Why Do I Use a Retainer Fee?
Who wants to work for free? That is not a sustainable business practice.


Do you or your family members provide a service or product with the understanding that their clients and customers can simply walk away without paying for their time? Of course, not.


Would you put 30, 50, or 100 hours into a project and expect to not get paid?

Your mechanic holds your car until he gets paid. 

Your lawyer doesn’t start without a retainer.
You have to prove you have insurance to go to the doctor.

Yet, real estate agents invest their cash and are expected to put in all those hours and wait 3 months, 6 months, 1 year or even 2 years to get paid. My clients find that to be unfair and, frankly, bad business.


Additionally, as you can read below, it is very common for real estate agents to work on behalf of their clients and the client chooses not to proceed after many hours of work has been on expended on their behalf.

To give you a picture of this, consider working at your job and you agree that they can hold your pay for six months or a year. Shortly before you get paid, you find out that you are entitled to none of the money that you worked long and hard for because the boss decided that he or she did not want to go forward with the project or that a client of the company walked away. 

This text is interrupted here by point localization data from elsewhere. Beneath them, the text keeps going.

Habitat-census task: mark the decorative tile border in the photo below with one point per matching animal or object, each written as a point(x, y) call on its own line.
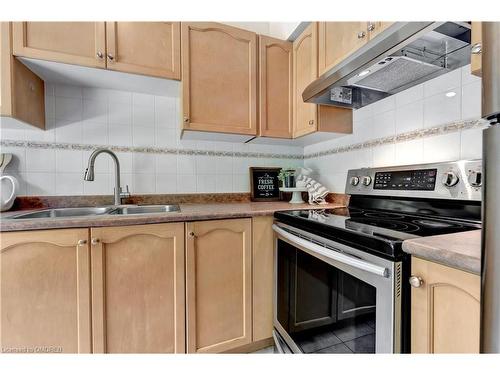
point(147, 150)
point(403, 137)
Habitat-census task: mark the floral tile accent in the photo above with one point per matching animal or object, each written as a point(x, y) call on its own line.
point(403, 137)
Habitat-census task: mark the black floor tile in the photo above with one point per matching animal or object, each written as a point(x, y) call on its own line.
point(351, 332)
point(364, 344)
point(318, 342)
point(335, 349)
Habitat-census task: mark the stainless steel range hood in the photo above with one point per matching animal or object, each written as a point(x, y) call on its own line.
point(402, 56)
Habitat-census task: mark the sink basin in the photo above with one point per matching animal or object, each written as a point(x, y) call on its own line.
point(93, 211)
point(153, 209)
point(65, 212)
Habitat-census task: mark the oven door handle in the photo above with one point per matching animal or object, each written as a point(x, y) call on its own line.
point(332, 254)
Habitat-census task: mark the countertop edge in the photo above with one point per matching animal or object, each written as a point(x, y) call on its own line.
point(446, 257)
point(192, 212)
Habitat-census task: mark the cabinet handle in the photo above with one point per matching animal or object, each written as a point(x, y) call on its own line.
point(476, 49)
point(416, 281)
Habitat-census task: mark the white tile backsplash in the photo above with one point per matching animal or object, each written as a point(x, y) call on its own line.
point(442, 148)
point(119, 118)
point(425, 105)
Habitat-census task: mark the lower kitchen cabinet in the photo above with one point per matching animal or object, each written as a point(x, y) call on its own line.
point(45, 291)
point(138, 289)
point(218, 285)
point(262, 277)
point(445, 309)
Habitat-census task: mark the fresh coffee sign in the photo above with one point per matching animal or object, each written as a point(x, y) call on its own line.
point(264, 184)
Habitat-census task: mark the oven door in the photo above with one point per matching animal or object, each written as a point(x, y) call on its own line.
point(331, 298)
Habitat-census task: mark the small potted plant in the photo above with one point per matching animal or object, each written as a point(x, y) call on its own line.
point(287, 177)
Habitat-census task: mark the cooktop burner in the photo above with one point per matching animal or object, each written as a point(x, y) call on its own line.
point(382, 222)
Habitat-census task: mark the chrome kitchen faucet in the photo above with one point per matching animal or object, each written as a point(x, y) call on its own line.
point(89, 174)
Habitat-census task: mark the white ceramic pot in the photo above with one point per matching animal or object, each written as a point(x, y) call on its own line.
point(8, 190)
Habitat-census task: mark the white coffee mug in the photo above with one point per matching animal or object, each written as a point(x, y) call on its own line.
point(9, 187)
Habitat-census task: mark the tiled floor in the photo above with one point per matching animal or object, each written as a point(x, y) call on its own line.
point(268, 350)
point(351, 338)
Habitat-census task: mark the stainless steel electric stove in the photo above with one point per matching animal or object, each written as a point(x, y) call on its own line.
point(341, 278)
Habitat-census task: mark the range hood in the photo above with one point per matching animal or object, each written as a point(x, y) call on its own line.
point(404, 55)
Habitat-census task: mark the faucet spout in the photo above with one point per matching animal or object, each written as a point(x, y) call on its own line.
point(89, 173)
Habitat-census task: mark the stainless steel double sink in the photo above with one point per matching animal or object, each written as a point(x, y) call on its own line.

I'm not in business to gamble. 

We’re in this together to achieve your goals!



​​Is it Common for Real Estate Agents To Work Many Hours For Their Clients

And Not Get Paid?
Unfortunately, yes!
30% of real estate contracts fail to close.
Financing doesn’t come to fruition.
Life circumstances change.
Negotiation deal breakers.
And then there are occurrences and shenanigans noted below...

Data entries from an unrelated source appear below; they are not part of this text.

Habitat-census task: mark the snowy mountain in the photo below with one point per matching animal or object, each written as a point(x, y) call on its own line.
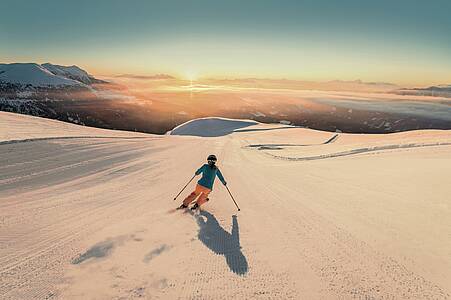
point(72, 72)
point(32, 74)
point(443, 90)
point(45, 75)
point(88, 213)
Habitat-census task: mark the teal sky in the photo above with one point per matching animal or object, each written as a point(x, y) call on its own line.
point(406, 42)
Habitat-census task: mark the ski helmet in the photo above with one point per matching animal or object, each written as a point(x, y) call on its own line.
point(212, 158)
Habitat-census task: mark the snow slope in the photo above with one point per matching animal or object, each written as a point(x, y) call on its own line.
point(211, 126)
point(34, 74)
point(71, 72)
point(90, 215)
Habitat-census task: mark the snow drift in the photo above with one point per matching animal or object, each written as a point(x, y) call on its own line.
point(211, 127)
point(87, 213)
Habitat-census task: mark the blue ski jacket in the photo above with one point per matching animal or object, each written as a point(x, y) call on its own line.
point(208, 176)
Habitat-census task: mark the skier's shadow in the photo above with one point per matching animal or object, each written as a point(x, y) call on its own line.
point(218, 240)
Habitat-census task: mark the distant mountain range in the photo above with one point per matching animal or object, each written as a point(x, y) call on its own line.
point(69, 93)
point(433, 91)
point(23, 75)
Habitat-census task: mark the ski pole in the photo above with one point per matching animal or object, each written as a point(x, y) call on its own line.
point(232, 198)
point(184, 187)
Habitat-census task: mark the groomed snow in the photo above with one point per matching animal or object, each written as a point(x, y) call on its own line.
point(89, 214)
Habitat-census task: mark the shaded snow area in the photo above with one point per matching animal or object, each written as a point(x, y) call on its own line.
point(87, 213)
point(32, 74)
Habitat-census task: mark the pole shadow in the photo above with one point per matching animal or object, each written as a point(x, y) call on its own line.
point(218, 240)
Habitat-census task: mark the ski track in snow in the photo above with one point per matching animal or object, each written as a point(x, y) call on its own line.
point(359, 151)
point(86, 217)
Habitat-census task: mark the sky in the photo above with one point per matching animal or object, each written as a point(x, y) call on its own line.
point(398, 41)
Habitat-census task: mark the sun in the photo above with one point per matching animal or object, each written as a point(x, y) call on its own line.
point(191, 75)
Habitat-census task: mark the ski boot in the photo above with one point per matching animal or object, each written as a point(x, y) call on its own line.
point(182, 206)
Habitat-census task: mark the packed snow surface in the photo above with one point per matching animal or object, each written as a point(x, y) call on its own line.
point(210, 127)
point(87, 213)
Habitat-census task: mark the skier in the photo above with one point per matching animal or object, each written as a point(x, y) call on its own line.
point(205, 184)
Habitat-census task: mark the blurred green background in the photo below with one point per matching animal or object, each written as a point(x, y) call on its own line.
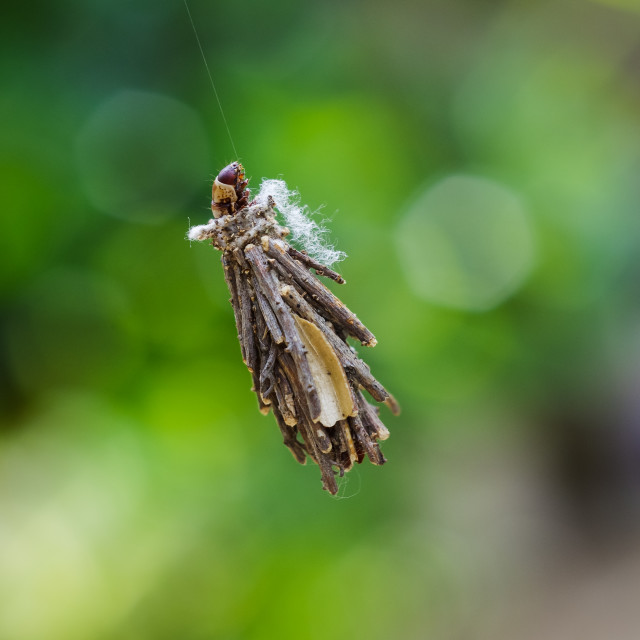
point(479, 162)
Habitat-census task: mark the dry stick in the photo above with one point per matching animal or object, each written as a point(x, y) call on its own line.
point(307, 428)
point(314, 264)
point(289, 438)
point(230, 277)
point(371, 448)
point(321, 296)
point(268, 286)
point(349, 360)
point(284, 396)
point(269, 317)
point(267, 377)
point(369, 416)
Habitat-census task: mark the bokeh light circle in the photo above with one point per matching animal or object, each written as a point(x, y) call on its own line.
point(141, 156)
point(466, 243)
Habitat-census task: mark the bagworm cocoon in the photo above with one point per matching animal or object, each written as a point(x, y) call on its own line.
point(293, 333)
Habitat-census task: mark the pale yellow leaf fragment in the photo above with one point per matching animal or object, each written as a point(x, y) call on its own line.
point(336, 401)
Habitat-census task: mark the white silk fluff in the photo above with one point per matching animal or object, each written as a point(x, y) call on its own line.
point(304, 230)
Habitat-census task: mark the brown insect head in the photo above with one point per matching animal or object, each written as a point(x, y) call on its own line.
point(229, 193)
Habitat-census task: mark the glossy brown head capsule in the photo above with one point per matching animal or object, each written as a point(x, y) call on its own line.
point(228, 193)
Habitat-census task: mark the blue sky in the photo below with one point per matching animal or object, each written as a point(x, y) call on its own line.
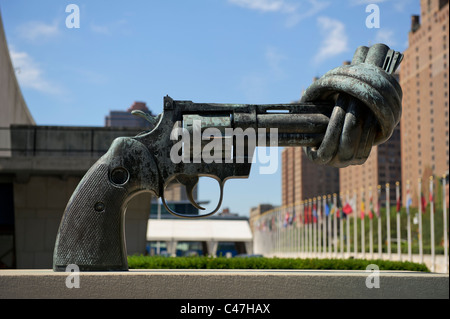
point(224, 51)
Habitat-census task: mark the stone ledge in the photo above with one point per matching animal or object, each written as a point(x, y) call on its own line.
point(223, 284)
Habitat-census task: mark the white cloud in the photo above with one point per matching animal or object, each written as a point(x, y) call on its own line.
point(294, 12)
point(30, 75)
point(274, 59)
point(314, 8)
point(385, 36)
point(265, 5)
point(335, 39)
point(398, 5)
point(38, 30)
point(361, 2)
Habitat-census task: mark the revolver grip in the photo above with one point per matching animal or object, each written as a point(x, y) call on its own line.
point(92, 231)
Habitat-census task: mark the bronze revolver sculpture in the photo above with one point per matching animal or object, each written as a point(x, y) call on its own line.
point(337, 121)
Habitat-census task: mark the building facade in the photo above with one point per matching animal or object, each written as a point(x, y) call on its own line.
point(126, 119)
point(383, 166)
point(424, 80)
point(302, 179)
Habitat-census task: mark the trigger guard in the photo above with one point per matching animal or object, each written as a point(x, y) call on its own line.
point(195, 216)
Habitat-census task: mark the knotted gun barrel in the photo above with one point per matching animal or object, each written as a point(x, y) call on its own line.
point(338, 120)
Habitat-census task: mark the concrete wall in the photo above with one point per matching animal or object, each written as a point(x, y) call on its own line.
point(45, 167)
point(223, 284)
point(39, 205)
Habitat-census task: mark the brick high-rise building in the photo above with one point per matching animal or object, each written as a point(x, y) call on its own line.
point(302, 179)
point(126, 119)
point(383, 166)
point(175, 193)
point(424, 80)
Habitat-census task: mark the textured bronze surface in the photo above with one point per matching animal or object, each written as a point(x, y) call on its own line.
point(338, 120)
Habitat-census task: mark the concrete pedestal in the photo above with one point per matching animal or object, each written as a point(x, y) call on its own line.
point(223, 284)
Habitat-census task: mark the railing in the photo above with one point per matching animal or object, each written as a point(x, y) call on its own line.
point(344, 226)
point(26, 140)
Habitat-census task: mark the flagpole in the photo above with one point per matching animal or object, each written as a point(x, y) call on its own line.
point(444, 211)
point(319, 225)
point(399, 244)
point(324, 203)
point(408, 203)
point(335, 238)
point(302, 225)
point(310, 227)
point(388, 221)
point(363, 233)
point(433, 255)
point(341, 230)
point(420, 221)
point(380, 242)
point(330, 250)
point(371, 222)
point(314, 228)
point(355, 223)
point(306, 227)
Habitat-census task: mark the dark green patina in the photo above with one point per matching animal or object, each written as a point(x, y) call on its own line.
point(337, 121)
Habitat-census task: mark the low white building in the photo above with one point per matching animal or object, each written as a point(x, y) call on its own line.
point(211, 232)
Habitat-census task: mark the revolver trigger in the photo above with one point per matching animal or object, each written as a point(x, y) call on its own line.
point(190, 182)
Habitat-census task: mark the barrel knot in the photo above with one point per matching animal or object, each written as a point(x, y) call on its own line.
point(368, 103)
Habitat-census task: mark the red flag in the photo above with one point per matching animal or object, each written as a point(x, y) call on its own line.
point(305, 211)
point(431, 190)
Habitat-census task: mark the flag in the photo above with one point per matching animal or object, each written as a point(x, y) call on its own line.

​Things People Do That Waste Time, Reduce Showings, and Prevent Real Estate Agents from Getting Paid. Some Are Fraudulent.


Engage a real estate agent just to see what the market price is and then sell it on their own.


Misrepresent that they are not represented by another agent.


Terminate a listing agreement when they find out that their mother’s friend’s daughter’s son’s wife is a real estate agent. This is usually done by stating, “we decided not to sell” and then I find it listed on the MLS the following week.


Terminate a listing agreement or go with another real estate agent who low-balled on the fee. Again, “we decided that we don’t want to sell.”


Common scenario: 2 to 3 months spent working with a seller. House is listed (many hours just for the listing process). Daughter comes to visit and persuades mom not to sell or use her girlfriend’s boyfriend’s mom who has a license but works on the other side of the state. Now that all of the work is completed, and the data is provided to the client, the phantom mom gets to use that work and simply list the property under her name.
Refuse to allow showings.


Refuse to make the house showable, For example, refuse to declutter or keep the house clean. 
Being rude to buyers and their agents.


Real estate agents getting in the middle of a divorce or estate battle.


Ne’er do well children expect grandma to give them the house when she dies. 



Are Retainer Fees Legal in North Carolina?
Yes.

I use North Carolina state-promulgated  legal forms developed by the NC Bar and the NC Realtors Association.

The retainer fee clause on the Exclusive Buyers Agency Agreement is found in Paragraph 4(a).

The Exclusive Right to Sell Listing Agreement uses Paragraph 16 or an addendum to provide for the terms of the retainer fee.